En accueillant le pape dans les jardins de la Maison-Blanche devant plusieurs milliers de personnes, le président Obama a salué son rôle crucial dans le rapprochement engagé entre les États-Unis et Cuba, mais aussi dans la mobilisation internationale pour lutter contre le réchauffement climatique.

M. Obama, qui ne cache pas son admiration pour ce jésuite argentin, dont il a loué la clairvoyance et l'humilité, compte sur son soutien pour ces deux chantiers-clés - Cuba et le climat - à moins de 500 jours de la fin de son second mandat à la présidence des États-Unis.

Dans un discours prononcé sous un ciel bleu, sur les pelouses de la Maison-Blanche, M. Obama a rendu hommage au «message d'espoir» porté par le premier pape argentin de l'histoire, «source d'inspiration pour tant de gens à travers le monde».

«Comme fils d'une famille d'immigrés, je suis heureux d'être un hôte en ce pays, qui a été en grande partie bâti par de semblables familles», lui a répondu le pape dans son discours en anglais, en allusion à la controverse politique sur l'immigration hispanique aux États-Unis.
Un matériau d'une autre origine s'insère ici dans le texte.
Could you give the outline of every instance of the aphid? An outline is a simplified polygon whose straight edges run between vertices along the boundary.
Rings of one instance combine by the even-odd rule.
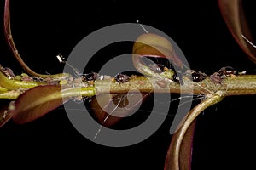
[[[212,82],[218,84],[221,84],[224,80],[224,77],[218,72],[214,72],[209,78]]]
[[[183,84],[183,80],[182,80],[182,75],[179,72],[174,71],[173,72],[173,76],[172,76],[172,80],[177,82],[179,83],[181,85]]]
[[[224,66],[219,69],[218,71],[219,76],[236,76],[238,73],[233,67],[230,66]]]
[[[158,81],[155,82],[155,83],[157,85],[159,85],[160,88],[166,88],[166,85],[167,85],[167,82],[166,80],[164,80],[164,79],[158,80]]]
[[[10,68],[8,67],[2,67],[2,71],[3,72],[3,74],[5,74],[5,76],[9,78],[9,79],[12,79],[15,77],[15,74],[13,72],[13,71]]]
[[[206,79],[206,77],[207,76],[207,74],[195,70],[187,70],[185,74],[189,75],[193,82],[201,82]]]
[[[88,74],[83,74],[82,77],[84,78],[85,81],[94,81],[99,76],[98,73],[96,72],[90,72]]]
[[[156,73],[161,73],[165,71],[166,66],[160,64],[151,64],[148,65],[149,68]]]
[[[130,76],[125,74],[119,73],[114,76],[114,80],[118,82],[126,82],[130,80]]]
Quant à la lutte contre le réchauffement climatique, priorité de l'administration Obama, François a également insisté sur l'urgence d'un combat «qui ne peut être laissé à la génération future».
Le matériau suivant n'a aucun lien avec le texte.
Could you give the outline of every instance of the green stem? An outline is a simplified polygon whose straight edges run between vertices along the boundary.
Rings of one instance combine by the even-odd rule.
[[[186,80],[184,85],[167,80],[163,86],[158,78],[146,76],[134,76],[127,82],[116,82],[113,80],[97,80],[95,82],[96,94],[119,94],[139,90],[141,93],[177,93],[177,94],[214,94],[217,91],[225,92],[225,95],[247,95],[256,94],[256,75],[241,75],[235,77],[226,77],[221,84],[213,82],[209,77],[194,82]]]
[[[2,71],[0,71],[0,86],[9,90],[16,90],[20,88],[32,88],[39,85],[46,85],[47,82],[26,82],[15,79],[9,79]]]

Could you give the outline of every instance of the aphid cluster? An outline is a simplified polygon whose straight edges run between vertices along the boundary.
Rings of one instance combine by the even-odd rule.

Sur la scène internationale, «nous vous remercions pour (...) votre appel aux nations à résister aux sirènes de la guerre et à résoudre les différends par la voie diplomatique», a lancé M. Obama.

Évoquant le «soutien précieux» du souverain pontife dans le rapprochement historique engagé depuis fin 2014 entre Washington et La Havane, le président a souligné qu'il était porteur d'une «meilleure vie pour le peuple cubain».

La capitale fédérale américaine - happée depuis des mois déjà par les joutes de la présidentielle 2016 - n'a plus d'yeux ces jours-ci que pour ce pape, le premier venant des Amériques, au ton singulier, qui entame une visite de six jours aux États-Unis.

C'est la première fois de sa vie que Jorge Bergoglio est aux États-Unis.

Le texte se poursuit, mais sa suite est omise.